Saturday, March 23, 2019

Wisconsin Department of Justice is reviewing cases against two former UW Oshkosh officials

These images are carved on the exterior of the Winnebago County Courthouse, where the criminal case against two former officials of the University of Wisconsin Oshkosh is scheduled to resume next month.
By Miles Maguire

With two former top officials of UW Oshkosh due back in court next month, the new attorney general is reviewing the criminal and civil cases against them.

“The Department of Justice is evaluating the appropriate disposition of these matters,” said Rebecca A. Ballweg, the agency’s deputy director of communications.

The review comes in the wake of an agreement between the UW System Board of Regents and the UW Oshkosh Foundation to resolve their differences. The foundation has submitted a plan of reorganization that, if approved at a scheduled March 25 hearing, would allow it to emerge from bankruptcy.

The two UW Oshkosh officials, former Chancellor Richard Wells and former Vice Chancellor Thomas Sonnleitner, have been accused of acting improperly in facilitating financial arrangements between the foundation and the university. They are scheduled to return to Winnebago County District Court on April 2 for a status conference on their case.

The accusations against the two, contained in separate criminal and civil cases, rely on a reading of the Wisconsin Constitution that has been rejected by both federal and state courts as the foundation case has developed. Without that legal support for its position, the state faces a challenge in advancing the charges against Wells and Sonnleitner.


The UW Oshkosh cases were brought by the Department of Justice when it was led by Republican Brad D. Schimel. He was replaced by a new attorney general, Democrat Josh Kaul, who was elected last fall. 

The civil case seeks the recovery of “actual damages” suffered by the UW System because of actions taken by Wells and Sonnleitner.
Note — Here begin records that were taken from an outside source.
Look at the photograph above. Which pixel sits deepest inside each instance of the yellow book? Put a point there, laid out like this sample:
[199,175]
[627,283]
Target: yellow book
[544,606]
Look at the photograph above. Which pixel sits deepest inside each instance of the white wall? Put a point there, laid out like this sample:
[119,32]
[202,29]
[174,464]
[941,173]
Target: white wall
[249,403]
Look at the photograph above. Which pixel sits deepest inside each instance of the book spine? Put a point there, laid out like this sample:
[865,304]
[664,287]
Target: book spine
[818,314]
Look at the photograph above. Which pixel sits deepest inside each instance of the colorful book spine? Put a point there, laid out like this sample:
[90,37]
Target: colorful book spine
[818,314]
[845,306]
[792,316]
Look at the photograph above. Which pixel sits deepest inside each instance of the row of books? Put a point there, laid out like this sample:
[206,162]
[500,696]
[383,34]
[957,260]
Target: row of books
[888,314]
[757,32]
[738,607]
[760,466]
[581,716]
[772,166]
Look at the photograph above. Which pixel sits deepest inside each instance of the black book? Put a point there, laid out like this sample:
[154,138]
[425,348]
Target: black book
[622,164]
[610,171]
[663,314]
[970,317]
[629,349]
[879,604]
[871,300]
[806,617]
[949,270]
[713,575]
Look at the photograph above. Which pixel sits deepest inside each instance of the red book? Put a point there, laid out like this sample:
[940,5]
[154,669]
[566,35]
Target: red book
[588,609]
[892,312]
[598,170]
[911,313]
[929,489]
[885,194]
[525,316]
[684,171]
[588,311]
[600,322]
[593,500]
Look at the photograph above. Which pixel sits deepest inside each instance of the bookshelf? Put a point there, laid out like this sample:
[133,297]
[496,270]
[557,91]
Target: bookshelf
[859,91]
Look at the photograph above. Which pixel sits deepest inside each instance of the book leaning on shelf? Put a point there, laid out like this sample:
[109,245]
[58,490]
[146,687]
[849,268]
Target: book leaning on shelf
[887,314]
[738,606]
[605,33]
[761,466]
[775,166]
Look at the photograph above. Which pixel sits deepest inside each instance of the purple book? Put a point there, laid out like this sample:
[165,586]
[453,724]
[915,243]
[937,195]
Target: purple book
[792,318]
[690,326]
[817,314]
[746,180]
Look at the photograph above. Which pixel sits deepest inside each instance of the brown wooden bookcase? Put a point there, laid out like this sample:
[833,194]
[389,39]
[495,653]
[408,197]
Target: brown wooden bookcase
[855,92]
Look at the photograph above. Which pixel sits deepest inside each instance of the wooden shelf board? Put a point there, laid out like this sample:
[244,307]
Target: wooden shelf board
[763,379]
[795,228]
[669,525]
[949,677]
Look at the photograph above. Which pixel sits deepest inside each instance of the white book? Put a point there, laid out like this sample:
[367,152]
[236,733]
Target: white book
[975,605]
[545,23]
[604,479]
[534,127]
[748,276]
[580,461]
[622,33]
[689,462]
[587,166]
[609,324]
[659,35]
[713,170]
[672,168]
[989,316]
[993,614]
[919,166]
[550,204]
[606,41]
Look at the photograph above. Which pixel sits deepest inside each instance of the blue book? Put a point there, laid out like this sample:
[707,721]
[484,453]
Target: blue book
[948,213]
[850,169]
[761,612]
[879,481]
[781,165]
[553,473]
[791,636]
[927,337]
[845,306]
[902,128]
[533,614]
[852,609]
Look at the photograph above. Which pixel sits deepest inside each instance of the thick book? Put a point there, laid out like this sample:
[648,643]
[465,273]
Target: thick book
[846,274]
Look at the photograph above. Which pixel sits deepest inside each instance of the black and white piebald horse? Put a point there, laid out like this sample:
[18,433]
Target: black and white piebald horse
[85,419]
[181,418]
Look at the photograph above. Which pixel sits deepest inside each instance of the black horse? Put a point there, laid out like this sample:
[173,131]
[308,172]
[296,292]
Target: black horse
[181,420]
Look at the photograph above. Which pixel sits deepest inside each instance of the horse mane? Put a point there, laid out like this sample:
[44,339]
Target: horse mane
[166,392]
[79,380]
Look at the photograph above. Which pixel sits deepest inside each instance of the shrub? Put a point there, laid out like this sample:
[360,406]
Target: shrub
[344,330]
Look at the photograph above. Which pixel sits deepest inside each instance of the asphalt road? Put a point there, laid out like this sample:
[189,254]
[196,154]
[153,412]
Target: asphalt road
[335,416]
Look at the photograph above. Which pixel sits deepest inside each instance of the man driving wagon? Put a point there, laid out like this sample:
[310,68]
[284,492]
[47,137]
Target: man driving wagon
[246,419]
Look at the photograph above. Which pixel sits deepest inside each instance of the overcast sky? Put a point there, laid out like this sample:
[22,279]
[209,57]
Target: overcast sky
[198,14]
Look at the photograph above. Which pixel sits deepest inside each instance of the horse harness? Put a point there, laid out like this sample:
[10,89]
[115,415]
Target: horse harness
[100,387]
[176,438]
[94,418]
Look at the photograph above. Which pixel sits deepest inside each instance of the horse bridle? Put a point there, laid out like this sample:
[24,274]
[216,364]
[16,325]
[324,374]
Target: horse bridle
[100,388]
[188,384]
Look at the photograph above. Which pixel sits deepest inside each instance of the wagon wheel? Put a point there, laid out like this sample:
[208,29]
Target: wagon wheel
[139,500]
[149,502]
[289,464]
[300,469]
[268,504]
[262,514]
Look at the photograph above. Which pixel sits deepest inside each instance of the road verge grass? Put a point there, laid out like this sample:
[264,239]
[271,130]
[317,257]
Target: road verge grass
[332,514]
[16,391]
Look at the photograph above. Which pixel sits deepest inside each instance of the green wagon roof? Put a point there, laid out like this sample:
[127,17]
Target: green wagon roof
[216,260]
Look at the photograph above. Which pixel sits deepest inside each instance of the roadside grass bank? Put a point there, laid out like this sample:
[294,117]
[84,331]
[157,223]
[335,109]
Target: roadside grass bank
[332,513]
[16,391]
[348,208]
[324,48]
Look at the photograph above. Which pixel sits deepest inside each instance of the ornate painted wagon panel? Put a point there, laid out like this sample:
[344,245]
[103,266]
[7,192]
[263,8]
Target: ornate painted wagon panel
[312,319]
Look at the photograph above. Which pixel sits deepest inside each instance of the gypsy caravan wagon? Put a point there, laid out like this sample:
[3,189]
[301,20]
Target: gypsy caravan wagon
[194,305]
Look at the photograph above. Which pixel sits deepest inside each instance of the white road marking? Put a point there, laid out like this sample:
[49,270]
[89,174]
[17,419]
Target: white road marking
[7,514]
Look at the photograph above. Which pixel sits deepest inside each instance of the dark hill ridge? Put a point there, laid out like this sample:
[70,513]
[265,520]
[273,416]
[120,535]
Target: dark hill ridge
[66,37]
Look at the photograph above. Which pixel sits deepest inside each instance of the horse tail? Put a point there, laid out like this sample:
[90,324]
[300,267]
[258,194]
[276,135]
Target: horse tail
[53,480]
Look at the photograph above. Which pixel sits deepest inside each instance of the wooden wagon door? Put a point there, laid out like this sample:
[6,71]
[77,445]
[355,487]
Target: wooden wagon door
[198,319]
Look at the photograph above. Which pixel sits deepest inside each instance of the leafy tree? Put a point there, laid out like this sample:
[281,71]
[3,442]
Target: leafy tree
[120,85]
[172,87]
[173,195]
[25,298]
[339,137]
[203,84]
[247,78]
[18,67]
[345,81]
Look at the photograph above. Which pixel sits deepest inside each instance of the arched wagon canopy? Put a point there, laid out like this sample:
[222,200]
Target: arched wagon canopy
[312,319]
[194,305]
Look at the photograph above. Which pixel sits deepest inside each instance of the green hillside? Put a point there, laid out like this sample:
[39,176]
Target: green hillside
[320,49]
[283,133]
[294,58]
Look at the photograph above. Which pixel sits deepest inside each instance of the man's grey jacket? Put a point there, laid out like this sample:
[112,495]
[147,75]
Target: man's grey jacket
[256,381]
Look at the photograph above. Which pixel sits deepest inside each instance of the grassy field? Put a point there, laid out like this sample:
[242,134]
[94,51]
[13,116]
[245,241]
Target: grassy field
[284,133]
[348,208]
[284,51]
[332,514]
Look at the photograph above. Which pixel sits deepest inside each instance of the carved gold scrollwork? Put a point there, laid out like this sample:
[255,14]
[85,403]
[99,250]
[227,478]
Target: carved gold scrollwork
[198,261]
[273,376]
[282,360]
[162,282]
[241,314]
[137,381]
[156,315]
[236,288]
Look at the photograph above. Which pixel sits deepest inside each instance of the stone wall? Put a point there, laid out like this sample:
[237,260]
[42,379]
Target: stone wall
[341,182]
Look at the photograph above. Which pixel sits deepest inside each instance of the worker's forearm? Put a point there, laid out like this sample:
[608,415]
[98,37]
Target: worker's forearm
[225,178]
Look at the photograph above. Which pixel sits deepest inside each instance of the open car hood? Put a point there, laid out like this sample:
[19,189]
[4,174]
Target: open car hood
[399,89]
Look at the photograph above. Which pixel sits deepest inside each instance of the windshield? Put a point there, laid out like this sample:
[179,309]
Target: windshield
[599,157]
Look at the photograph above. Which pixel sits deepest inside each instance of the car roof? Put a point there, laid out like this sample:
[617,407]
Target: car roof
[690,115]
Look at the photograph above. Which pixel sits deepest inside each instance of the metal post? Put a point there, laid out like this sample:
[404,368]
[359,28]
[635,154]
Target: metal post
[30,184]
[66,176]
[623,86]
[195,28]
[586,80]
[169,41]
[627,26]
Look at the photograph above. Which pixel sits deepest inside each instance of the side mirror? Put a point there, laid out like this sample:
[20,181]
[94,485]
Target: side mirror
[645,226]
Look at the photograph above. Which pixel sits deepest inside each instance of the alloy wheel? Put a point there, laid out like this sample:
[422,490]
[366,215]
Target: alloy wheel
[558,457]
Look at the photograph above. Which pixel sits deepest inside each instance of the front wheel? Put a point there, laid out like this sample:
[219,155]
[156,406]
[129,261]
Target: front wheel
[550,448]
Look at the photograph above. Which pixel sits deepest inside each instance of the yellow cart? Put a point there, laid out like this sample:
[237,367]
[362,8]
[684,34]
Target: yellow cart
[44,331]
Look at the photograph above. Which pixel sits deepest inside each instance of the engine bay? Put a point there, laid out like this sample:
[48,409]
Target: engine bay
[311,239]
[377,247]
But late last year, the university regents said in a statement that they were “pleased” to take over two real estate projects at the UW Oshkosh campus. This language of the regents' announcement suggests hat there were no financial losses suffered by the school when the value of the buildings is compared to cash outlays.

To succeed in the criminal case, the state would have to show that Wells and Sonnleitner had acted in a way that was inconsistent with their job duties and that showed an intent to obtain a “dishonest advantage.” These standards are based on a previous public corruption case that went to the state Supreme Court.

By contrast Wells, for example, has argued that any actions he took to transfer funds from the university to its foundation were within the scope of his authority. He has also argued that his actions “conferred a benefit” upon the university based on its construction of real estate assets that have been used to help the school and its students.

Raymond M. Dall’Osto, Wells’ attorney, did not respond to a request for comment.